As a clinical oncologist and radiotherapist, I am indeed privileged to be working in a multi-disciplinary hospital that is well-supported by various clinical specialties.

Even though cancer rarely originates from the heart, advanced cancers often spread to the heart lining (pericardium) and result in fluid collection surrounding the heart, which is also known as pericardial effusion. This will affect the normal heart pumping mechanism and lead to abnormal heart rhythm.

In cases like these, patients will see a cardiologist and/or cardiothoracic surgeon for drainage of the fluid collection to restore normal heart function and rhythm.

Anthracycline, also known as the red ruby, is a very effective chemotherapeutic agent particularly against lymphoma, breast cancer and bone sarcoma. Prior to the administration of red ruby chemotherapy, patients will require screening with ECG. Red ruby should be avoided in patients with pre-existing heart disease.

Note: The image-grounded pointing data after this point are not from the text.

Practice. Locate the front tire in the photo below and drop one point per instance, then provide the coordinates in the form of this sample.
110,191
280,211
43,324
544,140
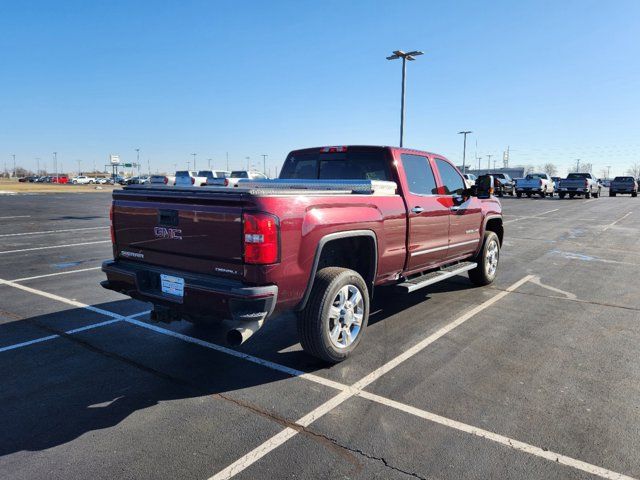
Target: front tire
487,260
334,320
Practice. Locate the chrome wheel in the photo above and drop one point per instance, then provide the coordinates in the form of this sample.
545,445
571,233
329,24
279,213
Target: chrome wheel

Breast cancer is not a single disease. Scientists have discovered various subtypes of breast cancer. HER2-driven breast cancer, an aggressive subtype, is caused by overexpression of HER2 cancer gene. Trastuzumab is a monoclonal antibody against HER2 cancer gene. It works by blocking the HER2 receptor and preventing the growth of HER2 breast cancer.

Trastuzumab reduces the risk of breast cancer recurrence by 30% and doubles the chance of survival for patients with advance disease. However trastuzumab may potentially affect the heart’s left-sided chamber function. Thus, patients require close monitoring with echocardiogram.

Heart is located in the central part of the chest (known as mediastinum), between the right lung and the left lung. Anatomically and physiologically, heart and lungs are closely interrelated. Globally, lung cancer is the most common cancer in males and females combined. It affects both smokers (current and ex-smokers) and non-smokers.

Lung cancers are treated with molecular targeted therapy, immunotherapy, chemotherapy and radiotherapy according to disease subtypes and stage. Cases of radiation-induced cardiac damage have been reported with the use of older radiotherapy delivery technique.

Volumetric-modulated arc therapy (VMAT) is the latest radiotherapy technique that allows accurate delivery of radiation to the tumour, while minimising the dose to the heart. Thereby, the heart can be spared from unnecessary exposure to radiation and its normal function can be well-preserved.

Working in a multi-disciplinary setting offers me the opportunity to collaborate with my colleagues to deliver the most optimal care to my patients. Our weekly multi-disciplinary meetings provide a platform to discuss challenging cases that requires input from various specialties.